# Picking a Warhammer Army



## Malferion (Mar 9, 2011)

I've been playing Warhammer 40k for a few years and i recently decided to try my hand at Warhammer. I don't know anything about Warhammer armies so I was wondering if you guys could help me pick one that would be good for a Warhammer beginner. I play Chaos Space Marines and Blood Angels in 40k, and I was thinking High Elves or Dark Elves for Warhammer.

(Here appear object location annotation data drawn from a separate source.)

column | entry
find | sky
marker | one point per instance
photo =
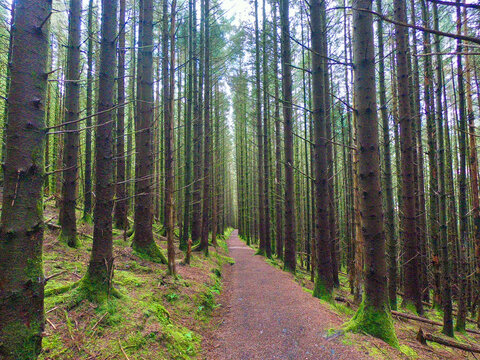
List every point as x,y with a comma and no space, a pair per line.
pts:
239,9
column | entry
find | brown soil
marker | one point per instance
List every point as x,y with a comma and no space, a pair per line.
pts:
269,316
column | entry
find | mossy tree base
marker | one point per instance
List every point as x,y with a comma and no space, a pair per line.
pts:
321,292
150,252
375,322
87,288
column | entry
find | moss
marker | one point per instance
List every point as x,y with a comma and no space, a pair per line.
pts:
407,350
320,291
87,219
151,252
21,341
409,306
53,347
69,239
373,321
217,272
126,278
86,288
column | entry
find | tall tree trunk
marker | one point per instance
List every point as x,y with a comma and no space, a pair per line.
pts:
21,230
68,219
188,132
143,241
87,192
389,208
207,151
266,150
290,259
373,316
443,242
279,230
462,181
130,159
100,268
324,279
411,260
197,129
121,203
258,114
169,140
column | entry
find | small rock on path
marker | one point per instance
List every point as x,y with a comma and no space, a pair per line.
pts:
269,316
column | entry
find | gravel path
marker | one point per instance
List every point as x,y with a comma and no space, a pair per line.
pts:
267,315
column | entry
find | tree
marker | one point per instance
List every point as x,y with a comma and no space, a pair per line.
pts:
68,219
168,123
389,209
290,260
21,228
143,241
373,315
87,197
278,145
97,283
411,257
208,148
258,115
324,279
120,215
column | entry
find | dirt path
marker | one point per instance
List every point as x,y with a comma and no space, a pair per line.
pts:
267,315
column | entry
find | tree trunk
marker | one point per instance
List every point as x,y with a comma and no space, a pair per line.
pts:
143,241
279,230
324,279
290,259
169,140
389,208
120,215
100,268
374,313
208,150
87,193
21,230
411,260
462,181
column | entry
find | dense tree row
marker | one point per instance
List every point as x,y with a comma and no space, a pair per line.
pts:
375,162
105,116
339,137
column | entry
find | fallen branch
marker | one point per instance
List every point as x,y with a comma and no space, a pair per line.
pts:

Any help would be greatly appreciated.
Thanks, Mal


----------



## Tim/Steve (Jan 25, 2009)

High ELves are a very beginner friendly army. DE are probably a much stronger army in the hands of a novice, but need a little better co-operation of your army to really shine. Both are excellent starter armies and would do you well.

HE- for a 2k list you are probably looking at an archmage, BSB, Caradryan, minmum core (normally lothern sea guard or mebbe spearmen), an eagle or 2 and all the rest of your points on special infantry: white lions, swordmasters or phoenix guard.

DE- I don't know quite so much about DE, but a supreme sorceress and BSB with pendent of khaleth, unit of 20 black guard with ring of hotek (if not near the sorceress) and 2 hydras would give you an evil base to the army... then add in core that fits your style and a few extra units and you'll be good to go.

Either way, once you know what you want to do I would throw up a list and get opinions from people who use that army commonly (I fight DE a lot but don't have any, and am selling my HE gradually since I find them no fun to use). But if there is a unit you like the look of (aethetics, rules or feel/fluff) then use it: its far better to know and love your army then to have a perfect list.


----------



## NoPoet (Apr 18, 2011)

When you say High Elves and Dark Elves, I assume you mean Skaven 

I suppose it's up to you whether you want to be the bad guy or the good guy!


----------